There are many more in Books III, IV and V.
Here’s the official blurb on EconTalk (always good value, as is Mike Munger), raising issues familiar to those who are acquainted with Ronald Coase’s works:
“Mike Munger, of Duke University, talks about why firms exist. If prices and markets work so well (and they do) in steering economic resources, then why does so much economic activity take place within organizations that use command-and-control, top-down, centralized structures called firms? Within a firm, most of the goods and services that the workers use are given away rather than allocated by prices--computer services, legal services and almost everything else is not handed out by competition but by fiat, decided by a boss. A firm, the lynchpin of capitalism, is run like something akin to a centrally planned economy. Munger's answer, drawing on work of Ronald Coase, is a fascinating look at the often unseen costs of making various types of economic decisions. The result is a set of fascinating insights into why firms exist and why they do what they do.”
4 Comments:
raising issues familiar to those who are acquainted with Richard Coase’s works:
*Ronald* Coase.
Thank you for the correction. I shall change it. But I do remember the Coase Theorem from my undergraduate days in the 1960s.
I'm appalled!
Usually I correct others on that point, and here I committed the error myself. The "as if" changes everything, and I have long had the misuse of it among my list of peeves and crochets.

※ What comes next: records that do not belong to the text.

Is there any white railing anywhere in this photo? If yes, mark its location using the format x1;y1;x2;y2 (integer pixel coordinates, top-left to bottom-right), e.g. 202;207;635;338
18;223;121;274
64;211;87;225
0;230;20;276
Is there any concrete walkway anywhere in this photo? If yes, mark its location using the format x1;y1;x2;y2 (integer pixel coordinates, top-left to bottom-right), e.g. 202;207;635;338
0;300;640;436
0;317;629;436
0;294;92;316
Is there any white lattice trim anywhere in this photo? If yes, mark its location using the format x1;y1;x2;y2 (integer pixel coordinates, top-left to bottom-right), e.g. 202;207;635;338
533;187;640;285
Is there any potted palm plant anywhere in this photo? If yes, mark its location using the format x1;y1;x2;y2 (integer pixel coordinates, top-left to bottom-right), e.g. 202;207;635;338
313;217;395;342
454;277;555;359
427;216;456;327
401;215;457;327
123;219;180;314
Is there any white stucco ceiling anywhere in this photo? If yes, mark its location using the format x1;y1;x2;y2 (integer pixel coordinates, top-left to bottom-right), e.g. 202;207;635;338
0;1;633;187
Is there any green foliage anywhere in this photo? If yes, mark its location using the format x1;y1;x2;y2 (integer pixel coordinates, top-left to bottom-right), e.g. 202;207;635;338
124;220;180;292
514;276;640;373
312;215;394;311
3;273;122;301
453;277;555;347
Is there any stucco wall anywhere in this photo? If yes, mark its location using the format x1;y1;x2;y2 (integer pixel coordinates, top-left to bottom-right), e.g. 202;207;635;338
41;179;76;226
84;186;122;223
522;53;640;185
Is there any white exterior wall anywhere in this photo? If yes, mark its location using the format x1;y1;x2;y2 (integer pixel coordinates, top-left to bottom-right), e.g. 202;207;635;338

In fact, at first I listened to the tape, assuming you were misquoting me. To my horror...no.
Thanks for the rebuke, which is well deserved. I shall note it in comments on the podcast site.
Always a pleasure, sir, even if my face is currently rather red.
It's only a minor error and slip of an expression.
I only commented upon it because it is often repeated by persons less knowledgeable than yourself and they might gain comfort from reading it.